Mohammed VI en tournée de rattrapage au sud du Sahara

[Africa Diligence] Le roi du Maroc, Sa majesté Mohammed VI, a entamé sa 3ème tournée africaine le 21 mai 2015 par le Sénégal, à la tête d’une cinquantaine d’opérateurs économiques. Pour Guy Gweth, auteur de « Maroc-Afrique : ils ont trahi le roi », il s’agit d’une « visite de rattrapage habillement manœuvrée par les stratèges du souverain, mais qui risque de confiner le Maroc dans sa zone de confort francophone et musulmane. »

Contrairement au discours officiel, le but de cette troisième tournée ne s’inscrit pas simplement dans la suite des précédentes, même si le protocole surfe davantage sur la consolidation de projets en cours et le lancement de nouveaux partenariats, estime Guy Gweth, conseil en intelligence stratégique et Responsable de « Doing Business in Africa »  à l’École Centrale de Paris. Pour l’auteur de « Maroc-Afrique : ils ont trahi le roi » paru en janvier 2015, il s’agit avant tout d’une « visite de rattrapage ». Le refus du Maroc d’organiser la CAN-15 pour cause d’Ébola, reconnaît-il, a entaché la qualité des relations entre Rabat et les capitales africaines, notamment ceux d’Afrique anglophone. Le Forum Afrique Développement qui a réuni 1 700 décideurs économiques et politiques à Casablanca pour un « Davos Africain » a certes contribué à minimiser ce malaise, mais il faudra encore du temps et de la patience pour tout cicatriser.

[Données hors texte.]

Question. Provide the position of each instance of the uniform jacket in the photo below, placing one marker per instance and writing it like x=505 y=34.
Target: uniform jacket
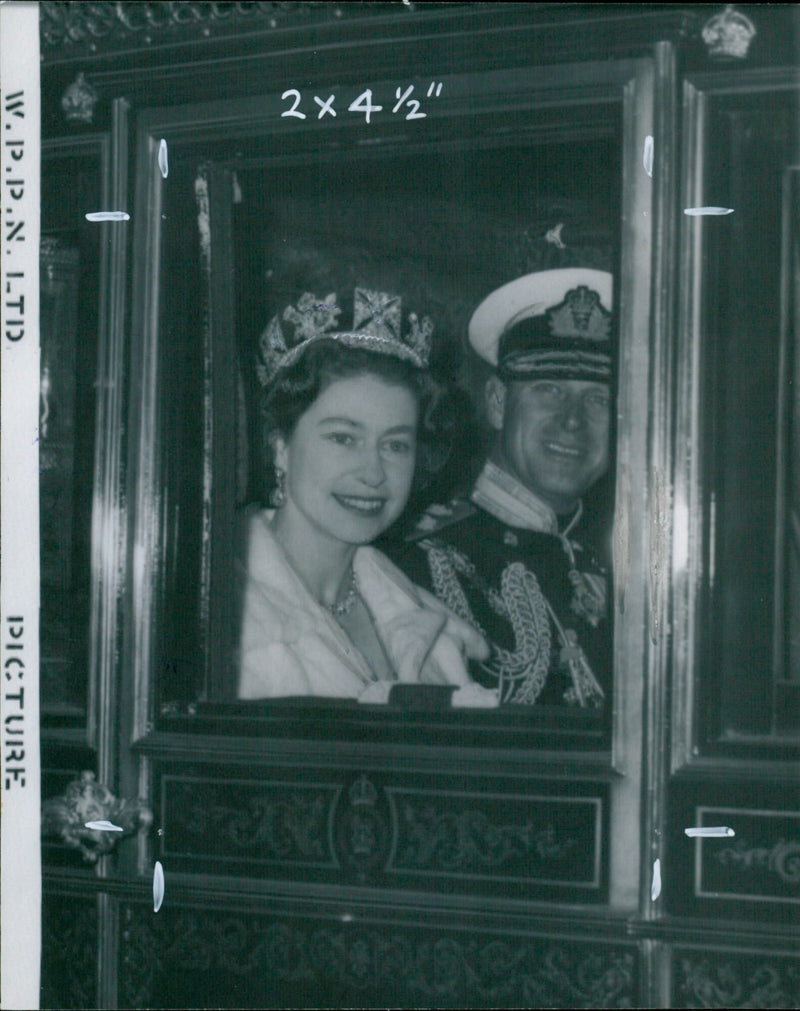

Intervenant en géostratégie et géoéconomie africaines à l’Université de Reims Champagne Ardennes, Guy Gweth souligne par ailleurs « le risque pour le Maroc de se confiner dans sa zone de confort peuplée de partenaires Africains francophones d’obédience musulmane. » Deuxième investisseur africain sur le continent après l’Afrique du Sud, le Maroc est, en effet, présent dans plusieurs secteurs-clés de cette zone : banque, assurances, immobilier ou télécoms. Plus de la moitié des investissements directs du Maroc à l’étranger y sont concentrés et 1,5 milliards d’euros y ont été investis par les Marocains au cours des cinq dernières années.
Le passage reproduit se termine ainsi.